8. 24. De ces mots, Compagnon, Compagnie, Compain.

De ces mots, Compagnon, Compagnie, Compain.

CHAPITRE XXIV.

Encores faut-il que je loüe icy la diligence du mesme Henry Estienne, lequel au mesme livre parlant de Compagnon, & Compagnie, le raporte à un ancien mot Benna, tiré d' un passage de Festus, qui dit: Benna lingua Gallica genus vehiculi appellatur; unde vocantur Combennones in eadem Benna sedentes. Et que sçait-on (dit Estienne, car je ne luy veux rien desrober) si de ce Combennones on avroit point dit premierement Compennons, en changeant le B. en P. duquel en fin seroit venu Compagnons? Ce qui soit dit par parenthese (adjouste-il) & comme par maniere de devis, veu mesmement que je sçay bien que ce mot a d' autres Etymologies, qui ne sont sans quelque apparence, mesmement pour ce que Compain se trouve en langage Picard. A tant Estienne. 

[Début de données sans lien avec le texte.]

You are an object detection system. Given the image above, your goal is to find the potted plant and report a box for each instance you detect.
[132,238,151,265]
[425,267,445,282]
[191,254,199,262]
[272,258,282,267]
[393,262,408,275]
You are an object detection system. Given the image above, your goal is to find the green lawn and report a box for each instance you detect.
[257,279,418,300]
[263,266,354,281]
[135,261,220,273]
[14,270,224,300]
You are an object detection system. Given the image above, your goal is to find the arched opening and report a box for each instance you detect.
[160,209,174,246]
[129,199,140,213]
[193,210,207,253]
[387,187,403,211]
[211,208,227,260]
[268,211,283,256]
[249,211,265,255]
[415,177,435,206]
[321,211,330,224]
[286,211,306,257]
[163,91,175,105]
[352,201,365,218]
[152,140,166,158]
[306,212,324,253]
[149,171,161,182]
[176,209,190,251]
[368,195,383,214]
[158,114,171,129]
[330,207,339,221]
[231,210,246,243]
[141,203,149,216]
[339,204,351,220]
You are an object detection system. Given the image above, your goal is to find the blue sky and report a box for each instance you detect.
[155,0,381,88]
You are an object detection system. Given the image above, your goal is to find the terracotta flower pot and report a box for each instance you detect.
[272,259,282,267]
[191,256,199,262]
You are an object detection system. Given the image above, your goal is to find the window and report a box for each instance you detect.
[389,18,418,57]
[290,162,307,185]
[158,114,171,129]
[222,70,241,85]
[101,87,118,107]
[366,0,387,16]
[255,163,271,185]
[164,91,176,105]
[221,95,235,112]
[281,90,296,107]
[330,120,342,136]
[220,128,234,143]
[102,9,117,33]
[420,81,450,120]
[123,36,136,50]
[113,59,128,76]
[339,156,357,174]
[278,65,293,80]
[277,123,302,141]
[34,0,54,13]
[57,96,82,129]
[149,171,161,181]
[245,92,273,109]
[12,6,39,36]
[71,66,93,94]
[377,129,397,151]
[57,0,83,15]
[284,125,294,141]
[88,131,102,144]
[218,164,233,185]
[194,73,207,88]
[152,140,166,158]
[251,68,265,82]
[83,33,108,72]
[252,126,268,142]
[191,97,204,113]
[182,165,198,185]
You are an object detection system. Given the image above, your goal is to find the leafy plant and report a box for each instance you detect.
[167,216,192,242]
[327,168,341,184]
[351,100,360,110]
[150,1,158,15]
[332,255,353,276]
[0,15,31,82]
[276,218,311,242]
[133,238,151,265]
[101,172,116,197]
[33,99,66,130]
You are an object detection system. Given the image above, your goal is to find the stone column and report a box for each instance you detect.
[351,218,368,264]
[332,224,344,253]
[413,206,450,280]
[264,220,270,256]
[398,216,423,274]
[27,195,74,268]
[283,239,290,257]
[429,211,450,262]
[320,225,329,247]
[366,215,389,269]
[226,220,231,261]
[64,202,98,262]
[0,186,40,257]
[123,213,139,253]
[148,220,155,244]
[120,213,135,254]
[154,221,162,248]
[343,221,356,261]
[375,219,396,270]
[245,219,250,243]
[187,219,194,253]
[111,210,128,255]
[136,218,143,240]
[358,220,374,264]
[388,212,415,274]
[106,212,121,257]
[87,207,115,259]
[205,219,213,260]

Or quant à moy je tiens pour tres-asseuré que Compain est le mot originaire, dont est issu Compagnon, & de Compagnon, Compagnie. Nos vieux Poëtes appellent souvent Compain, celuy qui est leur amy. Entre toutes manieres de parler dont nous usons pour signifier une frequentation, on dit ordinairement, c' est trop mangé d' un pain en un lieu, pour trop demeurer en un lieu: Et quand un maistre courroucé veut donner congé à son Varlet, il dit qu' il ne mangera plus de son pain: Cela me fait penser que par le mot de Compain, nos ancestres voulurent representer celuy avec lequel ils vivoient, ou (si ainsi voulez que je le die) mangeoient leur pain d' ordinaire. Le Grec par un mot fondé sur le boire dit anciennement *grec & les Romains se tenans plus au large l' appellerent Convivium, tiré du mot de la vie. Et nous du mot de Compain, fismes celuy de Compagnie, pour ceux qui mangeoient leur pain ensemblement.